Deputy Chief Wilson would like to see an increase in prevention, education, harm reduction and treatment on demand in B.C., so that when people decide that they want to get clean, there are no barriers to doing that. “It needs to be accessible and it needs to be free,” she says.

An estimated 68,000 youth between the ages of 15 to 24 meet the criteria for a substance use disorder, yet there are only 24 publicly funded treatment beds to serve youth. More than 100,000 individuals in B.C. are diagnosed with opioid disorders, while there are only 3,277 publicly funded treatment beds available.

“This highlights a significant gap between the need for resources and what is available. Ultimately, the success of B.C.’s decriminalization pilot hinges on a comprehensive system-wide approach, encompassing sustainable funding, evidence-based addiction treatment with prompt accessibility, concurrent mental health crisis intervention and support, and of course, leadership,” says Chief Dubord.

Key takeaways

After the first year of B.C.’s decriminalization pilot, there have been many lessons learned, and key takeaways for other provinces who may be considering taking the same steps.

Both Deputy Chief Wilson and Chief Dubord agreed that, though decriminalization may sound simple, it’s a very complex issue that requires careful planning, collaboration and a strong support infrastructure.

“We all support the notion that we do not want to criminalize people simply by virtue of their drug use and, instead, want to direct them to pathways of health.
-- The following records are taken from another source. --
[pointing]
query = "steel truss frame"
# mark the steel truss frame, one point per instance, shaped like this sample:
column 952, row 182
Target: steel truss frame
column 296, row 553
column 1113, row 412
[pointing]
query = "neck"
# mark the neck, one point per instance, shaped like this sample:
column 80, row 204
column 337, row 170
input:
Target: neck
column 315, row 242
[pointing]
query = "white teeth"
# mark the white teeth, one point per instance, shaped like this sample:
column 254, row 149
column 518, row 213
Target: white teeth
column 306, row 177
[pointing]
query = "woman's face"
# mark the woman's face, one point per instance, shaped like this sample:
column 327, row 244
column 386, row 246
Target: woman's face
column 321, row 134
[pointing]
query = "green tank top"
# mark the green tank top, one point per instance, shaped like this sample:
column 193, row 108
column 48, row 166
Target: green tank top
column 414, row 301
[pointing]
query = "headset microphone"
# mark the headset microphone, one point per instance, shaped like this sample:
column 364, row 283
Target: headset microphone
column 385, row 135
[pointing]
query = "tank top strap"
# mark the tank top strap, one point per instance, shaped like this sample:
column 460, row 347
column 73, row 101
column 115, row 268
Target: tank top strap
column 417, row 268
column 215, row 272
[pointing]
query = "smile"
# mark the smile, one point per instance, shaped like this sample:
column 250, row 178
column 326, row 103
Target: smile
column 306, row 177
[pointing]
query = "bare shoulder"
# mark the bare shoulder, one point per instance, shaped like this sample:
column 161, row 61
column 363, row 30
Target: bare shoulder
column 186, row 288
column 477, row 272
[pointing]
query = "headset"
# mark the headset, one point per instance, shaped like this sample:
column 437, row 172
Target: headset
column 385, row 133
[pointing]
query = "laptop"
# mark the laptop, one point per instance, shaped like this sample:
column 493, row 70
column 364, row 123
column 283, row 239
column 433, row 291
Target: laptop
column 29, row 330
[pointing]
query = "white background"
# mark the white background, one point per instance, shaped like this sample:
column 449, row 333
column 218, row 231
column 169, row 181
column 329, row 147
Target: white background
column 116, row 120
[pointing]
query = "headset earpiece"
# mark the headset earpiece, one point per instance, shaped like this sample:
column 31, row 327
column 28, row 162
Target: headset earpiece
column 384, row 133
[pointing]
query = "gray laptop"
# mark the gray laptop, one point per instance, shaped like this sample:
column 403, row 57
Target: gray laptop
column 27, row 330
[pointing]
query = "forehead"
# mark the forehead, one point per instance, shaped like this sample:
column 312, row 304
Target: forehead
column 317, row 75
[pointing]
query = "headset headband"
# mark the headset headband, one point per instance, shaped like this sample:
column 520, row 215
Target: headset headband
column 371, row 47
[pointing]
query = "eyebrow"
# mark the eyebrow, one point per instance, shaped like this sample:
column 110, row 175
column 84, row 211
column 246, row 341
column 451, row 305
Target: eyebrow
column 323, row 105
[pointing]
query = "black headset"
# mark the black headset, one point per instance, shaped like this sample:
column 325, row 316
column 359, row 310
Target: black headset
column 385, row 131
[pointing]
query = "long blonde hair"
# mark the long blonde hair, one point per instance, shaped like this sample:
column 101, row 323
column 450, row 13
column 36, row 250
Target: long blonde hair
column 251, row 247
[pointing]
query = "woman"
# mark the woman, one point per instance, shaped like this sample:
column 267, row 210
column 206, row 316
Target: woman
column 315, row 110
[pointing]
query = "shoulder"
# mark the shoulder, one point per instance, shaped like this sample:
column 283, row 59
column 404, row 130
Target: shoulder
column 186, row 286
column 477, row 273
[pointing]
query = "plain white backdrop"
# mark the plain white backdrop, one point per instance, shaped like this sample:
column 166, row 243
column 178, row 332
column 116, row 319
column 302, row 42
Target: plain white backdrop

However, the details with respect to the implementation of decriminalization are important from a public safety perspective and to the people decriminalization impacts, including people who use drugs and those who do not,” said Deputy Chief Wilson.

She added that, in the planning stages, it is crucial to have people who are truly representative of the population being served: people with lived experience, people who support individuals using illicit drugs, people who do not use drugs but live and work in impacted communities and members of Business Improvement Associations.

For Chief Dubord, the most valuable lessons learned included:

  • Establishing a comprehensive and accessible human services system, including immediate access to detox, treatment and recovery, with ongoing support services.
  • Implementing strong oversight and coordination at the provincial level is vital to ensure that all necessary services are in place and accountable.
  • Enforcing rigorous monitoring and transparent reporting to ensure accountability and inform decision-making.
  • Committing to evidence-based approaches so that all aspects of the human services systems supporting decriminalization are grounded in research and best practices.
  • Securing sustainable and flexible funding to ensure the entire spectrum of services is supported but is also adaptable to changing needs and challenges.

Chief Dubord concluded, “By proactively addressing these takeaways, other provinces can navigate the complexities of decriminalization more effectively and work towards achieving the intended goals of harm reduction and improved public health outcomes.”